Towards Automated Machine Learning: Hyperparameter Optimization in Online Clustering
Date
2023
Authors
Journal Title
Journal ISSN
Volume Title
Publisher
Tartu Ülikool
Abstract
Machine Learning (ML) has demonstrated significant potential in data-driven applications,
particularly in real-time use cases through online ML, which processes data streams
and handles concept drift (changes in data distribution) dynamically. Automated ML
(AutoML) seeks to streamline ML pipeline tasks like hyperparameter optimization (HPO)
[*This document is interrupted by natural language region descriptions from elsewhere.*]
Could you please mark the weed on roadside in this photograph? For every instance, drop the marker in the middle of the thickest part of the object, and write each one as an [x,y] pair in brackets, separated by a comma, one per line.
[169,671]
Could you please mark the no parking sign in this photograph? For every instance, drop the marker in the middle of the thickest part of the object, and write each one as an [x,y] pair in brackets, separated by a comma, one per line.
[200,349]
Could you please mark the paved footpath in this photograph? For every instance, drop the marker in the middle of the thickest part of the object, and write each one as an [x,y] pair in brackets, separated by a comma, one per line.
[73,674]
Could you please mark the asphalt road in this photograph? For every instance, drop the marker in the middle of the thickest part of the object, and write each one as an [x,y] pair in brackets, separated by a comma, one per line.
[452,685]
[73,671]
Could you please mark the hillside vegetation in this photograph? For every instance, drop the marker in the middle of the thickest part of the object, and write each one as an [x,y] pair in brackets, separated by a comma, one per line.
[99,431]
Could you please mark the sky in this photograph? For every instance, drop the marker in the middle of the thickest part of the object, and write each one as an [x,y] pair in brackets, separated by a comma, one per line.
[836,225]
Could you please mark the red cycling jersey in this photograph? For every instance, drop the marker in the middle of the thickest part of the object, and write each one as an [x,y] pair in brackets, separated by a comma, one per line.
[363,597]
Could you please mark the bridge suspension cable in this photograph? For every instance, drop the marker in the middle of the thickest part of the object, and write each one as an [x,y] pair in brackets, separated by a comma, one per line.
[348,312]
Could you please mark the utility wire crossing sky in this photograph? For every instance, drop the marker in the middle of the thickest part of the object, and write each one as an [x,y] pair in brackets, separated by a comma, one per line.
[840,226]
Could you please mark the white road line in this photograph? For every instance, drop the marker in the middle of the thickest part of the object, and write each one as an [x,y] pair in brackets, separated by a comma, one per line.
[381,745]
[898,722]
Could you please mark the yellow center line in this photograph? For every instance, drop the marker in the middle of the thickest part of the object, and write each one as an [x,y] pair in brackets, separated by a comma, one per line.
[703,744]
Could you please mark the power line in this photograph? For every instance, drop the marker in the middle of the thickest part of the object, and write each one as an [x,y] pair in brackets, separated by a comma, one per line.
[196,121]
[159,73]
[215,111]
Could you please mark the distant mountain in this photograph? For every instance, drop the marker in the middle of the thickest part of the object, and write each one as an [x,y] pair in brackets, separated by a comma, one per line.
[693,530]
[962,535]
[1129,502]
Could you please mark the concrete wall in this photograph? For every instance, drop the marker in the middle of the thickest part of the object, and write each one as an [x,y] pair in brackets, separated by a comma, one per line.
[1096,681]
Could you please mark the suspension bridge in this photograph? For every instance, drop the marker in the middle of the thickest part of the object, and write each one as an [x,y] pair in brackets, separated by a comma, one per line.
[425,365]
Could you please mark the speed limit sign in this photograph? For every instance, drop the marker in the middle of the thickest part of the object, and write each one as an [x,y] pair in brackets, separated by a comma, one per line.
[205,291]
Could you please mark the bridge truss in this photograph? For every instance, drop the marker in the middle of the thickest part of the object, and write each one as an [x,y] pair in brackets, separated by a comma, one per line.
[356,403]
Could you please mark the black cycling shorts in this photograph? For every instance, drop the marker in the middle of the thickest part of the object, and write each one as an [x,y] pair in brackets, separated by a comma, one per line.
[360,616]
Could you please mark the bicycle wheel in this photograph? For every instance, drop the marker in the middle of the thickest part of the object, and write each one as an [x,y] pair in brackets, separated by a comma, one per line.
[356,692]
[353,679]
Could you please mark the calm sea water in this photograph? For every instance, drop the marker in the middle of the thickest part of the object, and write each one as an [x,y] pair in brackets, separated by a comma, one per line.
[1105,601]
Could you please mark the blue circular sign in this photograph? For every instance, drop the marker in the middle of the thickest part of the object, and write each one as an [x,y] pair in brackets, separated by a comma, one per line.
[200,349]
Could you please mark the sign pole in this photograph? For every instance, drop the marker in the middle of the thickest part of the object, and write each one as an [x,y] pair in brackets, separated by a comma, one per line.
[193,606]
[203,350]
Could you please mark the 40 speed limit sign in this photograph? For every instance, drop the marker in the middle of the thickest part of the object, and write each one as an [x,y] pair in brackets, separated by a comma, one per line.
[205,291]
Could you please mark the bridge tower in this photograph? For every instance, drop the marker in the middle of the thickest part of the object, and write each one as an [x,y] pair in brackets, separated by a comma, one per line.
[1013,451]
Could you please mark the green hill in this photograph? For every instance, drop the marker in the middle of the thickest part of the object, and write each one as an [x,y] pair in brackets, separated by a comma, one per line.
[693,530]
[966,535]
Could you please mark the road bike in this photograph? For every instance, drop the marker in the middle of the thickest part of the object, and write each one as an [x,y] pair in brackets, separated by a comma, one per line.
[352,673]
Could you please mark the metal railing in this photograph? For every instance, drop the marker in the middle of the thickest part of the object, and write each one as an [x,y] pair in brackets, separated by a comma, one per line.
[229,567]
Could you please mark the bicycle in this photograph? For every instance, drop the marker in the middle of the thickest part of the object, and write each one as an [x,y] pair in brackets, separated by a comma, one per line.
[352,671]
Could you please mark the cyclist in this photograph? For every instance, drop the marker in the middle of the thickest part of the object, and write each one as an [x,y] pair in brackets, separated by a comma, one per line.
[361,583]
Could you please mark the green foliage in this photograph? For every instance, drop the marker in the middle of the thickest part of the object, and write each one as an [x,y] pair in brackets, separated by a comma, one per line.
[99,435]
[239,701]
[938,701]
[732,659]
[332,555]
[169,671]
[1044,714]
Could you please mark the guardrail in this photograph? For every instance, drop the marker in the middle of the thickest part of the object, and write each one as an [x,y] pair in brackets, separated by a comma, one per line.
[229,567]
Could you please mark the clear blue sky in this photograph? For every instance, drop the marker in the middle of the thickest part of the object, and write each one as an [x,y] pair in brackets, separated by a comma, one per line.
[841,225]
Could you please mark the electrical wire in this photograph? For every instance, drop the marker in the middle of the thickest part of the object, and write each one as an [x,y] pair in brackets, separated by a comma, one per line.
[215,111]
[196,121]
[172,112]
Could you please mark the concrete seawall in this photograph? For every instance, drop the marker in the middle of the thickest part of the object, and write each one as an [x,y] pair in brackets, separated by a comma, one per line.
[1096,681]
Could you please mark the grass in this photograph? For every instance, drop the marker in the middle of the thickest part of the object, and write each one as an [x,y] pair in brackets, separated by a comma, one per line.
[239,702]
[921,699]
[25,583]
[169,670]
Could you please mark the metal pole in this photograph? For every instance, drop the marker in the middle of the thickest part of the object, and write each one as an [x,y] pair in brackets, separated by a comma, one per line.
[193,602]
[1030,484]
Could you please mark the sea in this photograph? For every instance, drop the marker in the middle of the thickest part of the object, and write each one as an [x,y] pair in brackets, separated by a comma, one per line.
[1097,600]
and model selection for improved performance. While some efforts have been made
to integrate online ML and AutoML, research on automated online clustering remains
limited. This thesis focuses on developing a potential HPO solution in online clustering
settings. The aim was to propose an ensemble-based approach that leverages more than
one internal clustering validation index (CVI) to address the evaluation problem in online
clustering. HPO was implemented on top of the river framework. To compare the
performance of HPO in online clustering, two online clustering algorithms were used
on six synthetic datasets with ground truth labels. In HPO, models were separately
optimized towards two internal CVIs, the Silhouette score and the Calinski-Harabasz
Index, and models were compared by using an external CVI, the Adjusted Rand Index. In
the experiments, (a) default online clustering algorithms with default parameters, (b) the
best optimized online clustering algorithms, and (c) the ensemble of the best optimized
models were compared. The findings revealed that the efficacy of HPO varies depending
on the data type. In k-centroid-based datasets, the Silhouette-optimized model and the
ensemble model outperformed other clustering solutions, while HPO and ensembling
did not yield superior results in S-curve datasets.
Description
Keywords
autoML, online ML, online clustering, hyperopt, river